We started the alterations at the beginning of April. I returned for my second fitting in late June. My final fitting was the Labor Day weekend. I don’t think Alison had ever been so happy to be finished with a project. The dress turned out to be a bigger undertaking than she anticipated, but she really did work a miracle. I believe that she spent about ten weeks of time with my alterations. Even though the alterations cost more than I spent on the dress itself, the total cost of the dress plus the alterations ended up being no more than $600.

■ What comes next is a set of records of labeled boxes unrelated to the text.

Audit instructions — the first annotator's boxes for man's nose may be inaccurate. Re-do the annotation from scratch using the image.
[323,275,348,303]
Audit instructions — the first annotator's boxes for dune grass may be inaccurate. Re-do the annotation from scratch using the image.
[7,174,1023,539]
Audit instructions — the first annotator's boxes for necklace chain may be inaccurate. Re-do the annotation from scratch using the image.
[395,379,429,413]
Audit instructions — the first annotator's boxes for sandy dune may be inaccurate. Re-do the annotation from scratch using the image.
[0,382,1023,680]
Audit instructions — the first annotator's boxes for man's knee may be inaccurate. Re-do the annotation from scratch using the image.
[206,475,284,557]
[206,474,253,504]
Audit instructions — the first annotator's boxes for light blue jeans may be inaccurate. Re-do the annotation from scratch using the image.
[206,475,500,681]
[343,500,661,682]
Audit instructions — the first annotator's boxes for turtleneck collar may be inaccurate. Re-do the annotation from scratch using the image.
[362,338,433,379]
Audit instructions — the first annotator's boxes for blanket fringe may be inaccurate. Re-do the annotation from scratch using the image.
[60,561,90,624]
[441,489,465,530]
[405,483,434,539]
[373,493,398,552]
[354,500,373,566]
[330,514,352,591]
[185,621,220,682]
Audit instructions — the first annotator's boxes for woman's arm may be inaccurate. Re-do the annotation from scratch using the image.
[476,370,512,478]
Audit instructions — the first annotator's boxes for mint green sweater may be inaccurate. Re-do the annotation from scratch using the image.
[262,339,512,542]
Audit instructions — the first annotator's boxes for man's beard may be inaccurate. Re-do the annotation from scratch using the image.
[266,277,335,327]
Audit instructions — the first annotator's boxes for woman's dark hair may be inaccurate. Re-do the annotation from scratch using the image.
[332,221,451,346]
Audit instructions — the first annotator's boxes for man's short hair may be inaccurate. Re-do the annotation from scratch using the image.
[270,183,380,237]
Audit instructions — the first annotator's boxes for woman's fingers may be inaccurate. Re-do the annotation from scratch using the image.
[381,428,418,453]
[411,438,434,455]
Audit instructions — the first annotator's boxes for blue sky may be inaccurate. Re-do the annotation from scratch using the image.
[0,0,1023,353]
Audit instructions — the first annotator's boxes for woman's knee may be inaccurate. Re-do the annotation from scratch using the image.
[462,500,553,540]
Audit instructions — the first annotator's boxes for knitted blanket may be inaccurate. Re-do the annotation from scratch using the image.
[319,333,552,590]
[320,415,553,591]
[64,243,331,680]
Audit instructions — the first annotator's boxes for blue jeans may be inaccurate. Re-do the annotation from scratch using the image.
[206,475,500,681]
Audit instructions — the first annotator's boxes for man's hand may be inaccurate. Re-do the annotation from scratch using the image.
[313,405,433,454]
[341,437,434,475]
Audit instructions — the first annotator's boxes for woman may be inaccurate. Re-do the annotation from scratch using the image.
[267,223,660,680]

I was very lucky by circumstance when it comes to my wedding dress, but I share my story to show that compromise and values-based options are out there for brides-to-be. I definitely don’t think just anyone who is nifty with a needle could have altered the dress I chose, but I do think that sample sales are a great option for brides on a budget! I know people who have worn much simpler dresses than my own, and at full retail value plus alterations, they dropped upwards of $2,500.
No, I didn’t have the classic, tearful “YES to the dress” moment or ring a bell after I found THE one, and that experience may be on some brides’ Top 3 list. I did however find a dress that fit my style, fit my budget, and made me feel beautiful on the most important day of my life. I hope that maybe my story brings hope and excitement to future brides.
My advice to brides-to-be is:
-If you make no other list, make your Top 3 or Top 5 or Top 25 list. Base how many top items you get according to budget. We were working with a $10-$15k budget, so we stuck with 3. But do it. And do it early on. You won’t be sorry.
-If your dress didn’t make the Top 3 list, don’t settle for something less than fabulous. Just do your research! Look for sample sales at small boutiques, as well as end of the season sales at larger bridal retailers.
-Find a good seamstress. Don’t go with in-house alterations, or just who the retailer suggests. Ask for recommendations from real people who aren’t in the dress business. Find your Alison.
Do you have any words of wisdom for brides on a budget in search of a great dress?